Japanese artist Hideho Tanaka, now in his 80s, explores contradictory elements in his work, using time, which he sees as an agent of change, as one guide to his aesthetic choices.
Tanaka studied industrial art and design at the Musashino Art University, in Tokyo. Beginning in 1972, Tanaka taught art, while participating in solo and group exhibitions As a teacher, Tanaka explained, he worked to nurture younger generations, as artists, to think not only of soft cloth, but also less-used materials such as wood, paper pulp and stainless steel thread.
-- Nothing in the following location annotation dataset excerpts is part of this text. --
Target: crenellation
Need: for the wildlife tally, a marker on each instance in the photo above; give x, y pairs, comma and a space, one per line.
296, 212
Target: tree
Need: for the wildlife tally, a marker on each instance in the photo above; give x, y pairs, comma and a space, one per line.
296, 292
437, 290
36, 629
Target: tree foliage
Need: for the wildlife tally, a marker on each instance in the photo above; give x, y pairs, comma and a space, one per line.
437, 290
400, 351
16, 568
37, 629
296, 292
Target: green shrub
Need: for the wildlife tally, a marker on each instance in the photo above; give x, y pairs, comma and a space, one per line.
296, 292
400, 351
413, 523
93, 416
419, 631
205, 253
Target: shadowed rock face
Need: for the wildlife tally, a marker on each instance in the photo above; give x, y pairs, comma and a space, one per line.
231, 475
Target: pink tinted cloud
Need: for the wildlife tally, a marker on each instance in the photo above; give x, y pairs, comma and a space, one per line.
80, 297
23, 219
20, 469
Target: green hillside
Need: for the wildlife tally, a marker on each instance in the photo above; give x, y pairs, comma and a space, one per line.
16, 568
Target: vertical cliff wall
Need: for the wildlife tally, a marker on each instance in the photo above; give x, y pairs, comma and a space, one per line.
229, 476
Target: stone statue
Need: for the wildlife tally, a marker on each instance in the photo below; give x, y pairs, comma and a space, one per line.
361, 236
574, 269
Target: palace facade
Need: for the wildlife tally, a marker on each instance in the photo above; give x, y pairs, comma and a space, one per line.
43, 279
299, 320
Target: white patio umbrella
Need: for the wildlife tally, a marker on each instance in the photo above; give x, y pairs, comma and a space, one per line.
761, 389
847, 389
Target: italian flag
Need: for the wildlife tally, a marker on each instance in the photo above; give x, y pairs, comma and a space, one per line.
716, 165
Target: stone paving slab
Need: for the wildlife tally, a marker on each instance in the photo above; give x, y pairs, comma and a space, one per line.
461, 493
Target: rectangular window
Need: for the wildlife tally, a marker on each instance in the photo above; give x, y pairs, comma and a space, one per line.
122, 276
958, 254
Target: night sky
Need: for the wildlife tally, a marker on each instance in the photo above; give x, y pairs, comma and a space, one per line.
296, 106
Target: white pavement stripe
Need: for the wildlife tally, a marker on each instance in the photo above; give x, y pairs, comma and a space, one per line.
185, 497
In the 1980s, Tanaka expanded the scale of his activities and began large-scale outdoor performances and installations in which he covered dunes with cloth which he burned. In subsequent years, under the theme of Vanishing & Emerging (disappearance and transformation), he continued these explorations — burning metal fibers and other aspects of his works. “He uses fire to suggest destructive force or benign transformation .… He often creates simple solids, opposing the specificity of the materials to the generality of the forms and burning holes in the cloth or singeing the edges of the solids to invade their geometric austerity.” Janet Koplos, Contemporary Japanese Sculpture (Abbeville Press, New York, NY, 1991).
Tanaka also expanded his art practice in the 80’s to include the creation of art textiles using paper — Tanaka also expanded his art practice in the 80’s to textiles using paper — creating dynamic works by virtue of the material used in the works and their sense of scale. The artist explained his interest in fiber in the catalog for Fiber Futures: Japan’s Textile Pioneers (Japan Society, New York, distributed Yale University Press 2011) an exhibition that travelled internationally in Europe, the US and Europe. “Why did I start thinking about fiber art as a medium? It was partly because I was attracted to the idea of expressing myself in a subtle yet intractable material, but I was also intrigued by the challenge of turning something accidental into a deliberate work of art,” he said. “I’m acutely aware of accidents that actually help me achieve the expression I was striving for and other accidents that take my work in a completely different direction.”
The sculptural sense of Tanaka’s art is exciting — the works are light and yet have enormous presence. In his smaller objects, several layers of thin wire have been loosely bound, sometimes with piles of light-colored fibers, sometimes coated with paper pulp. He creates a contrast between the stiff wire and the short pieces of malleable fiber, the uniform wire and pulp in freeform. The large elliptical wall hanging, Vanishing and Emerging, wall (2009), takes a different approach. “Intricately crafted from ink-lined squares of paper, it is a kind of ode to the natural weight, thickness and movement of the cotton, flax and paper fibers from which the panels are made, emphasizing the material’s natural flow so that the piece seems to have a life of its own. The result is a subtle trick of the eye: The textile is at once rippled and featherlight yet geometrically robust with parallel and perpendicular lines that appear to be woven together like a dense and tidy network of veins in a leaf,” wrote Alexandra Zagalsky, “Hideho Tanaka Carefully Stitched Together Pieces to Make this Sculptural Textile,” Introspective Magazine, September 22, 2021.
Tanaka’s work “deals with both philosophical and metaphysical ideas, and he often endeavors to connect the realm of the physical world with unseen spiritual planes. He attempts to bridge this gap through forms that suggest the frailty and transience of the human experience,” writes the Minneapolis of Art which has acquired his work. “The medium of fiber is versatile and allows Tanaka creative freedom.” His work seamlessly spans the categories of fiber art and sculpture.